The effects of QseC-mediated sensing of Epi and NE on pathogen virulence have been best studied in A/E pathogens. This functional class of enteric pathogens, which includes EHEC and its murine surrogate Citrobacter rodentium, harbor the LEE pathogenicity island that encodes a type III secretion system (T3SS) essential for establishing colonic infection (3840). A/E pathogens use this T3SS to intimately attach to colonic epithelial cells, which results in the formation of A/E lesions characterized by the effacement of the microvilli and the rearrangement of the epithelial cytoskeleton (3840). Indeed, mutants lacking a functional LEE-encoded T3SS fail to effectively colonize the intestines and cause disease. In the presence of Epi or NE, QseC becomes autophosphorylated and transfers this phosphate to downstream response regulators in the bacterial cytoplasm, resulting in the transcriptional regulation of downstream genes and altered bacterial responses (41). QseC sensing of Epi and NE in EHEC and C. rodentium transcriptionally activates the LEE, which results in enhanced LEE-encoded T3SS activity, exacerbated A/E lesion formation, and more-severe enteric disease (3840). QseC activation by NE and Epi also enhances the flagellar motility of EHEC by modulating the transcription of the master flagellar transcriptional regulators, FlhDC (34, 42). Thus, inhibition of QseC sensing of Epi/NE represents a promising antivirulence strategy to limit initial pathogen colonization and to attenuate disease in the host.

To identify putative QseC inhibitors, a high-throughput screen was performed with a library of 150,000 small molecules, which revealed LED209 {N-phenyl-4-[(phenylamino) thioxomethyl]amino-benzenesulfonamide} as a potent inhibitor of QseC (43). Extensive structure-activity relationships revealed that LED209 is a potent prodrug and is highly specific for QseC (35). Mechanistically, LED209 covalently modifies specific lysine residues in QseC, which prevents the activation of virulence gene repertoires by allosterically preventing activating signals (e.g., Epi, NE, and autoinducer-3) from binding the QseC receptor. In vitro studies demonstrated that LED209 attenuates EHEC virulence by decreasing the expression of LEE genes and reducing A/E lesion formation on epithelial cells. In preclinical models of inflammatory bowel diseases, LED209 confers protection against adhesive-invasive E. coli (AIEC), a pathobiont associated with Crohn’s disease (44). LED209 was also effective in combating murine infections by S. Typhimurium and Francisella tularensis (43). Importantly, LED209 did not cause any toxicity in treated mice. Moreover, pharmacokinetic studies demonstrated that the administration of LED209 via the oral route appeared to be more desirable. Bacteriostatic effects have not been reported for LED209 on the pathogens tested so far, which reduces the likelihood that resistant strains will emerge (35).

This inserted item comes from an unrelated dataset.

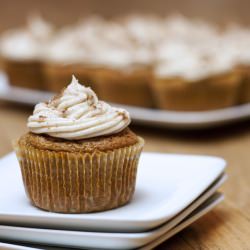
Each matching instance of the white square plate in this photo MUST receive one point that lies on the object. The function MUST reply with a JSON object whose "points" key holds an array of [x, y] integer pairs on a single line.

Efficacious antivirulence strategies have also been demonstrated in infections by the endogenous opportunistic pathogen C. difficile, a spore-forming member of the intestinal microbiota. Upon spore germination, C. difficile colonizes the large intestines, usually without causing disease. However, under certain contexts, such as antibiotic ingestion, C. difficile can cause a recurring pseudomembranous colitis through the actions of its two exotoxins, toxin A (TcdA) and toxin B (TcdB). Upon endocytosis by host cells, glucosylating toxins TcdA and TcdB are activated through the proteolytic activities of their cysteine protease domain (CPD) (45). The autoprocessing of the toxins releases the glucosyltransferase domain in the cytoplasm, which leads to the glucosylation of Rho GTPases, resulting in inhibition of its function and eventually cell death (45, 46). Inhibition of CPD activity in TcdA and TcdB could therefore diminish the progression of C. difficile-mediated disease. Indeed, a high-throughput screen identified ebselen as a potent inhibitor of CPD activity, which was consequently shown to decrease C. difficile-associated pathology and mortality in mice without affecting C. difficile growth (47). Taken together, preclinical studies of A/E pathogen and opportunistic infections clearly demonstrate that the virulence potential of enteric pathogens can be attenuated by (i) identifying the signaling mechanisms utilized by these pathogens to modulate their virulence strategies and (ii) precisely inhibiting this pathogen-holobiont cross talk to disrupt pathogen growth and disease causation.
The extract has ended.